Kesselwärterin: eine anspruchsvolle Weiterbildung

Vor zwei Jahren qualifizierten sich beide zu Kesselwärterinnen weiter. Diese Weiterbildung ist wertvoll für alle Prozesse: Denn die große Industriedampfkessel-Anlage, für die sie zuständig sind, stellt das Herz des Mainzer Werkes dar. Sie verbrennt Produktionsabluft zur Energiewiedergewinnung. Zugleich dient der Dampf dem Beheizen der chemischen Prozesse und der Eigenstromerzeugung. Wer diese Anlage bedienen kann – wie Tina Sauer und Anna Juretzko –, ermöglicht allen anderen das Arbeiten.

Ein typischer Arbeitstag, das heißt für die beiden Frauen: Kontrollgänge drinnen und draußen machen, die Produktion vorbereiten, anfahren und regeln, Proben ziehen, die Anlagen und das Verladen der fertigen Erzeugnisse überwachen.

Chemikantin und Kesselwärterin prüft während eines chemischen Prozesses die Steuerungen der Anlage.
Prozesse und Anlagen im Blick: Auch Anna Wölfel-Juretzko ist Chemikantin und Kesselwärterin. Zu ihren Aufgaben zählt es unter anderem, chemische Abläufe und Steuerungen zu checken.

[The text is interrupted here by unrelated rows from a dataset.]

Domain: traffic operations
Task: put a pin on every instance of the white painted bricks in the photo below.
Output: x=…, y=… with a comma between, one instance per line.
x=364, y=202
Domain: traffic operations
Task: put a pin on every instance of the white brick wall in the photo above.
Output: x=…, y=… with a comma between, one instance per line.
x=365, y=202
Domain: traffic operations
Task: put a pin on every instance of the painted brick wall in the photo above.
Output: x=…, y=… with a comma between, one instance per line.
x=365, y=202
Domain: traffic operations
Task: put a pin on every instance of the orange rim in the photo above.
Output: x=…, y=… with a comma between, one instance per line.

Foto: Hans Kranich/IW Medien

Schichtarbeit hat einige Vorteile

Sie arbeiten im Schichtbetrieb, was für sie gut funktioniert. „Die Nachtschichten werden zur Gewohnheit“, berichtet Tina Sauer. „Man hat mehr frei“, sagt Anna Wölfel-Juretzko, „und muss sich keinen Urlaub für Erledigungen nehmen.“ Ihr Privatleben ist mit Herzensaufgaben verbunden: Anna Wölfel-Juretzko widmet sich ihrem sechsjährigen Sohn Noah. Tina Sauer verbringt viel Zeit mit ihrer Fuchsstute Mary.

Die Chemikantinnen Tina Sauer (links) und Anna Wölfel-Juretzko bei der Übergabe zum Schichtwechsel.
Schichtwechsel: Eine sorgfältige Übergabe ist für die beiden Kolleginnen Tina Sauer (links) und Anna Wölfel-Juretzko selbstverständlich. Foto: Hans Kranich/IW Medien

Gegenseitige Hilfsbereitschaft ist gerade im Schichtteam wichtig

Ein Schichtteam umfasst in aller Regel drei Teammitglieder: eine Person für den Stellraum (eine Spezialeinrichtung für die Lagerung von Chemikalien), eine für die Anlagen und eine für die Kessel. Das Schichtteam arbeitet zudem mit Technikern wie Elektrikern und Mechatronikern zusammen. Alles Männer. „Am Anfang haben sie uns noch die Tür aufgehalten“, sagt Tina Sauer. „Und neue Kollegen sind anfangs etwas distanziert. Das legt sich schnell.“ Gegenseitige Hilfsbereitschaft, meinen die beiden, stehe bei der Zusammenarbeit im Vordergrund.

Nach mehr als 20 Jahren im Beruf können sie auf viel Erfahrung zurückblicken. Schichtführerin zu werden, wäre für die zwei langjährigen Chemie-Profis ein attraktives neues Berufsziel.